Assignment and Assumption Agreement
OZ and Bus Dev Centre, Inc., a Nevada Corporation ("BDC") are parties to that certain Consulting Agreement dated August 15, 2018, as revised on August 17, 2018 (the "BDC Consulting Agreement") under which BDC provides advisory and consultancy services to OZ in furtherance of the Efficacy Demonstration on behalf of Bakhu, including without limitation services related to, the validation and commercialization of the licensed science, requirements for Bakhu to prepare a compliant sublicensing and business model, guidance for the compliant operations of a commercial facility by Bakhu, and general overview of prospective strategies in the Cannabis and CBD related industry.
Bakhu, OZ, and BDC have determined that the services provided by BDC to OZ have been, and will continue to be, in furtherance of the interest of Bakhu, and on September 22, 2020, Bakhu and OZ and BDC entered an Assignment and Assumption Agreement (the “Assignment and Assumption Agreement”) under which OZ transferred and assigned to Bakhu, and Bakhu assumed all rights and obligations to BDC under the BDC Consulting Agreement, and BDC will consents to such assignment and assumption of the BDC Consulting Agreement.
The foregoing summary descriptions of the terms of the Assignment and Assumption Agreement is a summary only and does not purport to be complete, may not contain all information that is of interest to the reader and is qualified in its entirety by reference to the full text of such agreement, attached as Exhibit 10.04 to this Current Report on Form 8-K.
Office Cost Sharing Agreement
On September 22, 2020, Bakhu and OZ entered into an Office Cost Sharing Agreement under which Bakhu agrees to share the office costs and expenses associated with the office space, equipment, telephone and internet service, utilities, answer services and support staff provided by OZ to Bakhu for a fixed amount of $34,000 per month.
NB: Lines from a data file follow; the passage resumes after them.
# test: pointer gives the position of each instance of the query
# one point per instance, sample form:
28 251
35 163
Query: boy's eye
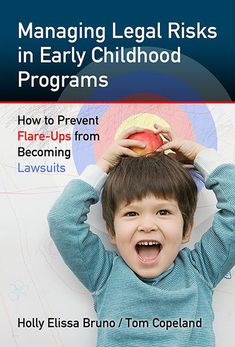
163 212
131 214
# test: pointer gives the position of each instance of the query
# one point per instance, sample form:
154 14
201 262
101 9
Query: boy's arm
81 250
214 254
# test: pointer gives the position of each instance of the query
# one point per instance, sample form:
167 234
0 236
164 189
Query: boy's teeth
148 243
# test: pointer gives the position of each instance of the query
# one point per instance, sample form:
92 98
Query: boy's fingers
166 132
128 152
131 143
167 145
126 133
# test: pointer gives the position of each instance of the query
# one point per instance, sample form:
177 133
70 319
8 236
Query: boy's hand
185 150
121 147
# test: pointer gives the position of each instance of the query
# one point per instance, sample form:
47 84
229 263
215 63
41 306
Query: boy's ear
188 233
112 237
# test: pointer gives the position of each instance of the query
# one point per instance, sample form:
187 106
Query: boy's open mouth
148 251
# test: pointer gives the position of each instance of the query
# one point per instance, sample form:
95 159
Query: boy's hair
158 175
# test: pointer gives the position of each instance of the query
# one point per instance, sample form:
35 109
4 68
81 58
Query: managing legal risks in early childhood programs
99 52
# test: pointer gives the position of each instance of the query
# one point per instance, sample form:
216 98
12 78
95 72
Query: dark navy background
217 55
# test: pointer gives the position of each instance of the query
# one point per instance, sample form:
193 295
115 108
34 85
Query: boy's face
148 234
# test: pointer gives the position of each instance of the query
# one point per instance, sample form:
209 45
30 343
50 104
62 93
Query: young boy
150 293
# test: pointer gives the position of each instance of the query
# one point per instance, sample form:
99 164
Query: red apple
149 138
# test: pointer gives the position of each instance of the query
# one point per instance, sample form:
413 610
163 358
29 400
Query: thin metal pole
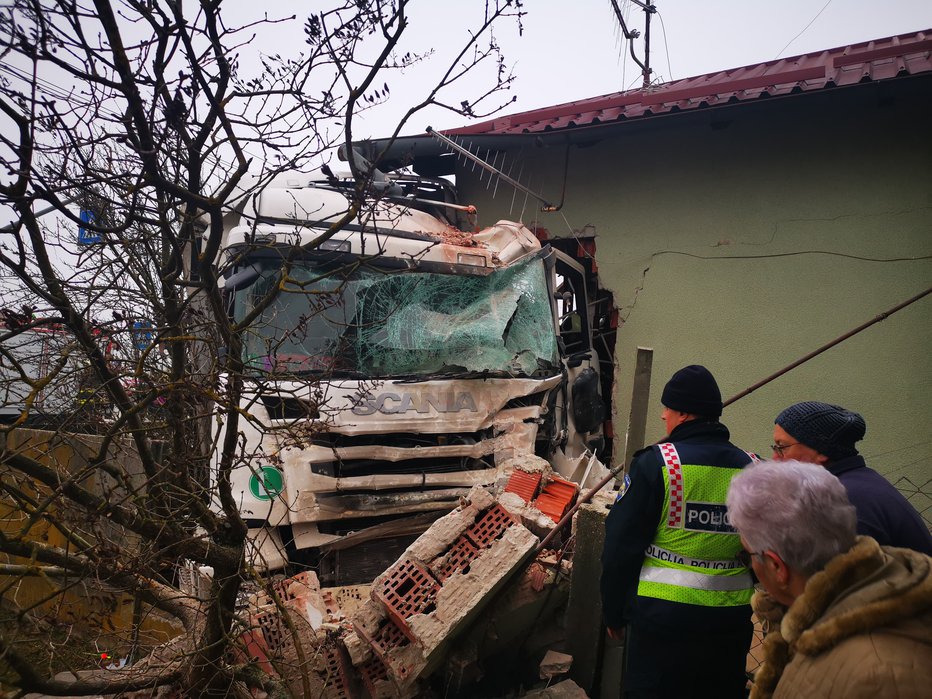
587 496
485 166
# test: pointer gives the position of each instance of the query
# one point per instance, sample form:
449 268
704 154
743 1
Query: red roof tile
880 59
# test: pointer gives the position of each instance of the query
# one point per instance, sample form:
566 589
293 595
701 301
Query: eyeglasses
744 557
780 448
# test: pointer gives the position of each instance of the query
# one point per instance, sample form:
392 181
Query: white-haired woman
858 617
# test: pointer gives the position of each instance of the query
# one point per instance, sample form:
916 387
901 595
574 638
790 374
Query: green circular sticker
267 483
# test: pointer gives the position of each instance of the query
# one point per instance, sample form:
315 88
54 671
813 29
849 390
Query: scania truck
405 360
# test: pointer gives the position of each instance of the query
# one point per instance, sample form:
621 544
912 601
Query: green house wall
745 237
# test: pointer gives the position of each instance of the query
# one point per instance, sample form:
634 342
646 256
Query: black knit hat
693 390
829 429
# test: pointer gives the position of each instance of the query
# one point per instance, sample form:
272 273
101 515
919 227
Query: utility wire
804 29
666 47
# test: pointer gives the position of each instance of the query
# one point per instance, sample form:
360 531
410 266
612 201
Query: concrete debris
567 689
379 640
555 663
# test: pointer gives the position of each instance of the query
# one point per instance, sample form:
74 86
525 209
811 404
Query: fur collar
819 619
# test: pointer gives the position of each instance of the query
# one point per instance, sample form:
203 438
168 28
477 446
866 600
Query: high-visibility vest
692 559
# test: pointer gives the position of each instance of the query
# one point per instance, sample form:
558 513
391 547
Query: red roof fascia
807 72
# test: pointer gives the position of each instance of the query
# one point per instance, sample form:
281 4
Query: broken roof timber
581 121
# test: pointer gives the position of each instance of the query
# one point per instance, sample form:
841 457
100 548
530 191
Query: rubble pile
382 641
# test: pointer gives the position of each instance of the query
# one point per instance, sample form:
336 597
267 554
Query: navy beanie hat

Bakhu uses these facilities for Thomas K. Emmitt the President and CEO of Bakhu, Bakhu’s accounting staff, and Bus Dev Centre, Inc. and its principal, Donald Clark, who provides advisory and consulting services in furtherance of, among other things, the efficacy demonstration and Bakhu’s anticipated sublicensing efforts.
The foregoing summary descriptions of the terms of the Office Cost Sharing Agreement is a summary only and does not purport to be complete, may not contain all information that is of interest to the reader and is qualified in its entirety by reference to the full text of such agreement, attached as Exhibit 10.05 to this Current Report on Form 8-K.